Повесть о днях моей жизни



скачать книгу бесплатно

– Встань, дворной, а то штаны порвешь, – они три гривны за аршин!.. Не лай, а то ударю чем-нибудь!..

Жеребенок пятился от Клима и предостерегающе стучал точеной ножкой.

А Шавров, склонив на грудь голову, сидел в тарантасе неподвижно, временами лишь устало поднимая руку и прикладывая ее, словно силясь что-то вспомнить, к бледному потному лбу. Это что-то, очевидно, было очень важное, нужное, спешное, потому что лицо его мучительно кривилось, глаза еще глубже уходили под щетинистые брови, широкая спина сутулилась, а плечи низко, безнадежно опускались…

И не в состоянии вспомнить, он, как спросонок, поднимал тупые, бессмысленные глаза на баб, и тогда руки его плетью падали в колени.

– Что ты рот распялил, матери твоей калач с изюмом? – раздался пьяный окрик. – Покатай меня по улице!

Я вздрогнул. В белой до пят женской рубахе, в холщовом саване на голове, махая отмороженными култышками, ко мне нетвердою походкой шел пастух Игнашка Смерд.

– Покатай, пожалуйста, я тебе дам на подсолнухи!..

Стиснув зубы, я изо всей силы ударил его толстым кнутовищем по лицу и, рванув поводья, с глазами, полными слез, ускакал к себе.

Весь двор был застлан веретьями, на которых еще валялись неубранные четвертные бутыли из-под вина, стрелки зеленого лука, серые пятна рассыпанной соли, обглоданные селедочные головы – остаток пиршества.

По ним бегали собаки, вырывая друг у друга кости, важно разгуливал индюк и космоногая наседка с цыплятами, а на крыльце, склонив на руки голову, плакала Гавриловна, жена Шаврова.

Бросив лошадям травы, я побежал в избушку, чтобы разузнать у Пети, что это такое, но, вспомнив, что товарищ в поле, растерянно остановился у порога.

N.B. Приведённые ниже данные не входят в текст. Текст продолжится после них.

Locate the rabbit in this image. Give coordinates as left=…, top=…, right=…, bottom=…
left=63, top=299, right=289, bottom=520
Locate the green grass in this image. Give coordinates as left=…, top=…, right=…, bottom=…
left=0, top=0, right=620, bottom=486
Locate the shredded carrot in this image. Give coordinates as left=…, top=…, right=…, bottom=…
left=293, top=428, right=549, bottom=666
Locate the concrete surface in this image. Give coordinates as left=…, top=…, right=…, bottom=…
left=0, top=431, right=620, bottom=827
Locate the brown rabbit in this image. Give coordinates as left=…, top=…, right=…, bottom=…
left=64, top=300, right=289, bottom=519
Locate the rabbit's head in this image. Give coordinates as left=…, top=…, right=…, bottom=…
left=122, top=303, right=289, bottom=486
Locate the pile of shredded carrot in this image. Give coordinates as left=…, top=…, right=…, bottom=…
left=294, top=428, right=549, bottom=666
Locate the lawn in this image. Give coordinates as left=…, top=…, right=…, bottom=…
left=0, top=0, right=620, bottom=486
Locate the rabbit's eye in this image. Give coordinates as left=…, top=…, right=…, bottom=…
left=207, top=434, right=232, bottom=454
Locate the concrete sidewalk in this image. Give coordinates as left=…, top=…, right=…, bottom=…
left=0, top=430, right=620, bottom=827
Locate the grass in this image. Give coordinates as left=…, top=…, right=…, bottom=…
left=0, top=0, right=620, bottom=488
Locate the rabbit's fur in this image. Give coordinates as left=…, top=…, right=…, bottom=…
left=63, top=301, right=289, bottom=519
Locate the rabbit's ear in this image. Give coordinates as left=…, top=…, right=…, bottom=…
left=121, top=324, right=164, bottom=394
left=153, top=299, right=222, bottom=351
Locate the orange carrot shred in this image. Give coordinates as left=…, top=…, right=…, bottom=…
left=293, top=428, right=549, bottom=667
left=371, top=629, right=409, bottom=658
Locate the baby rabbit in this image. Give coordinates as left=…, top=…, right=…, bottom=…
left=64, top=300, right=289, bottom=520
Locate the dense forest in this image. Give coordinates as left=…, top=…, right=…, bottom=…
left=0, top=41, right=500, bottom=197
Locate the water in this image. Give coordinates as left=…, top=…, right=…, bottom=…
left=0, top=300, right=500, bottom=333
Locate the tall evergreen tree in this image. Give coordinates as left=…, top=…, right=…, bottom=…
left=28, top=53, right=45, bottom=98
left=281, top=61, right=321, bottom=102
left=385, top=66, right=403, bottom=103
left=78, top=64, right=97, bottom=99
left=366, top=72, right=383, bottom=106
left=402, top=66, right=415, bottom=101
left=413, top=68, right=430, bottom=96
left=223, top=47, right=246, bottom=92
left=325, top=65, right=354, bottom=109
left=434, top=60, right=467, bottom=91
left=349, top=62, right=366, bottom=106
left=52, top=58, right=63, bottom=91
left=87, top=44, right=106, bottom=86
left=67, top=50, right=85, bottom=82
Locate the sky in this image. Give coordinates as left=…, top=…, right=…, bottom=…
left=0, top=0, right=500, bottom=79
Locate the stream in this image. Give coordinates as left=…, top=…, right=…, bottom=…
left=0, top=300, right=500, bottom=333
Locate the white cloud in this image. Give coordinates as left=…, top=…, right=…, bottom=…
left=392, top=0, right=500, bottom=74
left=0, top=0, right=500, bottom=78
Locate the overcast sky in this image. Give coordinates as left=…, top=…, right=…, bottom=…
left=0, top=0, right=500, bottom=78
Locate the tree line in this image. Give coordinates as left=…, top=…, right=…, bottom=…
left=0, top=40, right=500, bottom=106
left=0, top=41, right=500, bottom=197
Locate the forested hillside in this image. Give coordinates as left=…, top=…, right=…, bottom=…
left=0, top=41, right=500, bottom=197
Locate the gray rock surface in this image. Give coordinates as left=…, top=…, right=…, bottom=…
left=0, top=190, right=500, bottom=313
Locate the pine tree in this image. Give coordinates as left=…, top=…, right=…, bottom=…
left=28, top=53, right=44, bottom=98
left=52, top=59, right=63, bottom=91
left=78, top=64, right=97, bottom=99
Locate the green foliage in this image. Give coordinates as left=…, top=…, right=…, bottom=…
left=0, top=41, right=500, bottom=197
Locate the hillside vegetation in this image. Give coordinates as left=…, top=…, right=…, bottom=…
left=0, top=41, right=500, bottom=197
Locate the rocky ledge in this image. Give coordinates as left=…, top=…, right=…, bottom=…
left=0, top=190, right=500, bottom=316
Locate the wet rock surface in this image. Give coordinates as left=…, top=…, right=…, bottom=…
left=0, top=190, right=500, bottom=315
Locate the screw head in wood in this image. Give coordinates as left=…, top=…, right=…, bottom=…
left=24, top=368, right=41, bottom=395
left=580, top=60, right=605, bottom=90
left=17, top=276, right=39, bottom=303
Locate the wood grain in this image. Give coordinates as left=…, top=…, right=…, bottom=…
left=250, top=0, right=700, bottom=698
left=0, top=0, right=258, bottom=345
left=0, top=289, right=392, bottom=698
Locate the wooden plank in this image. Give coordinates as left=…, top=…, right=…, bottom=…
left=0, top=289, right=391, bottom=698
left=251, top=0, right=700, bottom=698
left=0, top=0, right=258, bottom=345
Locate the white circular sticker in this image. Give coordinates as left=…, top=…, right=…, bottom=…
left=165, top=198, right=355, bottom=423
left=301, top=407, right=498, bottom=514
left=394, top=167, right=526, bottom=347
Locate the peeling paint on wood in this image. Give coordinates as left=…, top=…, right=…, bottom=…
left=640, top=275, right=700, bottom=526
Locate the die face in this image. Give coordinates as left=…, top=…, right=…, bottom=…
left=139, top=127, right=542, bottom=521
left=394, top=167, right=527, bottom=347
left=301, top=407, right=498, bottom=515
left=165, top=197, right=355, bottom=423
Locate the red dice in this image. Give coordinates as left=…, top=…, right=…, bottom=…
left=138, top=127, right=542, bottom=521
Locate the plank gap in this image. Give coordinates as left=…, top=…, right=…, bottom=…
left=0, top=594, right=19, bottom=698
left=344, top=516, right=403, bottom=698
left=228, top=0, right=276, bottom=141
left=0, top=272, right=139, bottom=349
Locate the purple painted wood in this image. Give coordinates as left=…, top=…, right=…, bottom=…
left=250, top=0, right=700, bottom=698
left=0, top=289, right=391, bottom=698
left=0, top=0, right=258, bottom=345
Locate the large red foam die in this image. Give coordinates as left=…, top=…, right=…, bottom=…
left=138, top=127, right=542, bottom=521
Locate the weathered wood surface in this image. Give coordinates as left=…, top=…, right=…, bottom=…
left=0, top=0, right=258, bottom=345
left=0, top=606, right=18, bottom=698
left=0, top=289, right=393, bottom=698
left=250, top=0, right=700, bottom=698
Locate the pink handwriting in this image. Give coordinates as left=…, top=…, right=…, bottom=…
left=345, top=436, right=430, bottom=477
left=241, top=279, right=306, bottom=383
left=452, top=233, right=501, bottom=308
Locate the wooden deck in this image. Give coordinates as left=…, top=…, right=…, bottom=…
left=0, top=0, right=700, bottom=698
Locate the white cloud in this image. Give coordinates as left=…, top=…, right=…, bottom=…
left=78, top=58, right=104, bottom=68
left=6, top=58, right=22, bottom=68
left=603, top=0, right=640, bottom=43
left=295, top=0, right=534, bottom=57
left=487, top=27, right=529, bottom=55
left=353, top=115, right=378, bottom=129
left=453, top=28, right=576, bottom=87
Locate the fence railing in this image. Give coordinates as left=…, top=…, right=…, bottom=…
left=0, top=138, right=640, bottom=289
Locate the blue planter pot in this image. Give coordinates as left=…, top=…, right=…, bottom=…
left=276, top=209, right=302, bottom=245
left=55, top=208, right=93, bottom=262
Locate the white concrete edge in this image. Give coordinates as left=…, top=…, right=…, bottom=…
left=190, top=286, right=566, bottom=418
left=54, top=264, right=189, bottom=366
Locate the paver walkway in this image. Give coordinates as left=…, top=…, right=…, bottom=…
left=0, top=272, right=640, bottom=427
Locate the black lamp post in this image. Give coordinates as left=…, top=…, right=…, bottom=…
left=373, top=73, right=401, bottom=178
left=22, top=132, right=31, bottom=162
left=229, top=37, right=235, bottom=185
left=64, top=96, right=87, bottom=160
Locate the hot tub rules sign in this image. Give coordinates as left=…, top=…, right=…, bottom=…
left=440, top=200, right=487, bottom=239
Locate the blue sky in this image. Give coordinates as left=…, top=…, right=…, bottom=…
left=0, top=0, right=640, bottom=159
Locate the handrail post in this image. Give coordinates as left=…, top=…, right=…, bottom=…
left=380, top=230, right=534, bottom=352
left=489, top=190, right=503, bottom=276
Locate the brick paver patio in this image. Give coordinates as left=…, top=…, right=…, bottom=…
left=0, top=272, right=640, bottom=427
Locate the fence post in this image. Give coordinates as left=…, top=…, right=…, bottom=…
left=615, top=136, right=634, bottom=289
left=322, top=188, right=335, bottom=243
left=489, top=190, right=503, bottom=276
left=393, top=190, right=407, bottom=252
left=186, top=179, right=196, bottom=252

Вдруг с улицы, очевидно по данному сигналу, раздался оглушительный треск и звон заслонок, а за ними сотни пьяных глоток застонали и завыли что-то.

Я вышел за ворота.

Вытянувшись пестрым холстом, с тарантасом посредине, толпа неслась, как сумасшедшая, вдоль улицы. Недавней задумчивости Шаврова будто не было: привстав, держась рукою за дьячка, он гикал, матерщинничал, подбрасывал картуз; ему подобострастно подражали; Пахом хлестал вожжами по вспотевшим бабам; Вася Батюшка скромно хихикал, а впереди, сплетаясь в круг, отступая и сходясь, танцевали ряженые, дребезжали косы, ведра, прозвонки и колокольчики…

Приседая на карачки, тощий замухрышка с наслаждением бил ладонью в бубен, тоненько, надсадливо крича:

 
Устюшкина мать
Собиралась умирать:
Ползает, икает,
Ногами брыкает…
 

Рядом с ним беременная баба, высоко закинув голову и обнажая синие цинготные десны, ревела во всю мочь, прикладывая руку к щеке:

 
Я б-ба рада… тебе воспитала,
Только в грудях нету… моих молока…
 

Оглядываясь по сторонам, она дергала подбородком, и большой рот ее, как пушечное жерло, выбрасывал осколки слов:

 
Пон-несу… эт-т-у малую-утку
Ко сест-ри-це своей ко родной…
 

Взметая мусор, орава вихрем пронеслась по улице на другой конец деревни, оставляя за собою груды пьяных, ползавших в пыли на четвереньках.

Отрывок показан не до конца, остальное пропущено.